We saw a bright sunny day on the sea front and learned that six year old Lennon was cruelly forced to choose between his father and his mother Julia, accompanied by her new boyfriend. First, he chose his father, but unable to go through with it, ran back to his mother. He returned to Liverpool and was handed over to his Aunt Mimi who effectively brought him up. By his own choice, he managed to lose both mother and father in a single hot afternoon at the seaside and was effectively been abandoned.

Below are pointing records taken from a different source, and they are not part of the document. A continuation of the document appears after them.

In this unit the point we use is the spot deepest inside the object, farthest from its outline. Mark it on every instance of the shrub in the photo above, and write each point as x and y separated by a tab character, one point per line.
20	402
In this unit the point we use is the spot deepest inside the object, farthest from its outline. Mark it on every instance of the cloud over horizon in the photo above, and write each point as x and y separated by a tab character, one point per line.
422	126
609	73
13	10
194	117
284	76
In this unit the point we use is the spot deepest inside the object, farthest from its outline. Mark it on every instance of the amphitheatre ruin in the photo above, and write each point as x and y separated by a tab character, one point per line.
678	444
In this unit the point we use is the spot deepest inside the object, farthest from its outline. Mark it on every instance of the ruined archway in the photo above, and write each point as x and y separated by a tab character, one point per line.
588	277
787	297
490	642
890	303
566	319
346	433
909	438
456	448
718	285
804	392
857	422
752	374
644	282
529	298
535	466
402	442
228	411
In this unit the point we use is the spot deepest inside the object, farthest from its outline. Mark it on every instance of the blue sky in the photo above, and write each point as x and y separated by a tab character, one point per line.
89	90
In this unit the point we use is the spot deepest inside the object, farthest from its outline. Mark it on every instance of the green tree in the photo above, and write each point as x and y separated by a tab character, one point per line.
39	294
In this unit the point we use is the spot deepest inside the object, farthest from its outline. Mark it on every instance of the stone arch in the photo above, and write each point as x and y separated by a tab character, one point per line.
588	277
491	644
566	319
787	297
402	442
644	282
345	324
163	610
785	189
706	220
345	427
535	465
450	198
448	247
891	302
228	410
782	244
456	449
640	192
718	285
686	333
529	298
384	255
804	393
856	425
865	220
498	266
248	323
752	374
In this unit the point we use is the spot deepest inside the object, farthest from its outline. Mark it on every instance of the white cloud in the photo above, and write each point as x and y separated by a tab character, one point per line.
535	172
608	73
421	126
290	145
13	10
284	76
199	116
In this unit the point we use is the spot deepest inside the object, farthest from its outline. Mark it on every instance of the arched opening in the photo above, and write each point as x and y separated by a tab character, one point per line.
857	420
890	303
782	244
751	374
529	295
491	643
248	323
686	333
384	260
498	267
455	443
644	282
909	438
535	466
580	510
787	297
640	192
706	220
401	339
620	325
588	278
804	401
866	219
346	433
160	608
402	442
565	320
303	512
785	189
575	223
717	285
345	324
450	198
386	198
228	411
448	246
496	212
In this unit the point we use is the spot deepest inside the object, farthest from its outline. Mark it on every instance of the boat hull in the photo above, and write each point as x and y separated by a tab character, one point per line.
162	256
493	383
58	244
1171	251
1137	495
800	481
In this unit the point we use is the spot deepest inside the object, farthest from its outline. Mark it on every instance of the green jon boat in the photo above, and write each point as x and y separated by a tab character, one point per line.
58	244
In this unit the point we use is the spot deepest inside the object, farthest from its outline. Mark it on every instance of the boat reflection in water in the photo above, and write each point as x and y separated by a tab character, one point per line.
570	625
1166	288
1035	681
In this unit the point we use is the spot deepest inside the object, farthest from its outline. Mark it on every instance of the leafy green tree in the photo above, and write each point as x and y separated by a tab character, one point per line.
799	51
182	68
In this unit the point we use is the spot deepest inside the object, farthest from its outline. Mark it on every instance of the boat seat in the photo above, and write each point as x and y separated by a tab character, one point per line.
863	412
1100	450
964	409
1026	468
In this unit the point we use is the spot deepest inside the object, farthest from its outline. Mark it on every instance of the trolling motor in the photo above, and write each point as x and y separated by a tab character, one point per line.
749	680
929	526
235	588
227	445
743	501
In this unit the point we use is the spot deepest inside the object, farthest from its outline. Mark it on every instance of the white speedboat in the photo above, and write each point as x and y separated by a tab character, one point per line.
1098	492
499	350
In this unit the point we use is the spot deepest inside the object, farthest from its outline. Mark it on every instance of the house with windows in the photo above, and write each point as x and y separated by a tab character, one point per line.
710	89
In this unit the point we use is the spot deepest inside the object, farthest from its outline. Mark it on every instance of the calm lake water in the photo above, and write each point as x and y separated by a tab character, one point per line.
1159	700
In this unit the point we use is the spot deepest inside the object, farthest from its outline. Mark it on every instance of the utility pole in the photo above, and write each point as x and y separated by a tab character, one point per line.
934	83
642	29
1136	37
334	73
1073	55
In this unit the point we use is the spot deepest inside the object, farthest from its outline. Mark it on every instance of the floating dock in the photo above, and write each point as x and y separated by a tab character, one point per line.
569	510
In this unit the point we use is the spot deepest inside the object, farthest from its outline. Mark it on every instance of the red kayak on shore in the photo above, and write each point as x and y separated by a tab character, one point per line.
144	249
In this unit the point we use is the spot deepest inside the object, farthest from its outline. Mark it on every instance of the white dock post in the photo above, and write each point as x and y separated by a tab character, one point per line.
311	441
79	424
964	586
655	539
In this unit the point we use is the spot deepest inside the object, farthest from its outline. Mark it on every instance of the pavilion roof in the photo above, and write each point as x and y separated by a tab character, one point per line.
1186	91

The point of this film is that Lennon spent a good part of the rest of his life living with the consequences of this desertion. This was compounded by his bitter disillusionment with the Beatles and the loss in 1967 of Brian Epstein to whom Lennon was so very close and with whom he appeared to have had a special bond. These blows certainly shaped him as a mass of contradictions, as a person and an artist. In consequence, we see a sometimes arrogant and cruel man who could flaunt his infidelities before Cynthia and ruthlessly desert Julian. In contrast, we also observe a vulnerable man capable of great tenderness, as when Yoko is pregnant.

We watch him go on to inflict his own series of abandonments and desertions, dishing out the same treatment to some of his loyal friends from Liverpool, his wife and son, The Beatles themselves and even his country when he left for a self-imposed exile in New York at the end of the film in 1971.

The main visual motif of the film - in addition to John and Yoko's open and vulnerable nudity in their Two Virgins photo shoot - is a child losing grip of his balloon so that it floats away lost into a big blue sky. Echoing this, John and Yoko later symbolically released balloons into the air to open an exhibition together. His childhood bewilderment and loss never really abated. We see Lennon, damaged by his abandonment at six, replicate the behaviour in his own adult life. As is often the case with childhood abuse, the abused becomes the abuser and the painful cycle continues.

This film seems to try to complete only this one part of the Lennon jigsaw. It explains how his childhood abandonment affected him up to 1971. Other parts of the Lennon biographical film canon focus on other elements and relationships: "Nowhere Boy" with mother Julia and Aunt Mimi, "Backbeat" with Stuart Sutcliffe, "The Hours and Times" with Brian Epstein and The Two of Us, Paul McCartney. None of the films including "Lennon Naked" attempts to put together all the parts and complete the puzzle and thus none tells the whole story.

All these perspectives put together might create a picture of the man John came to be. We now know some of what transpired in New York after 1971, the phase of hedonism, rapprochement with Yoko and withdrawal into a happier domestic life which led to a creative renaissance followed by the waste of his tragic early death.

By the end, it appears that many of the specific demons explored in this film may have been conquered and bridges rebuilt with some of those affected along the way. "Lennon Naked" makes an absorbing attempt to explain a significant part of the evolution of a complex man who was so very important to many of us. For that it should be applauded.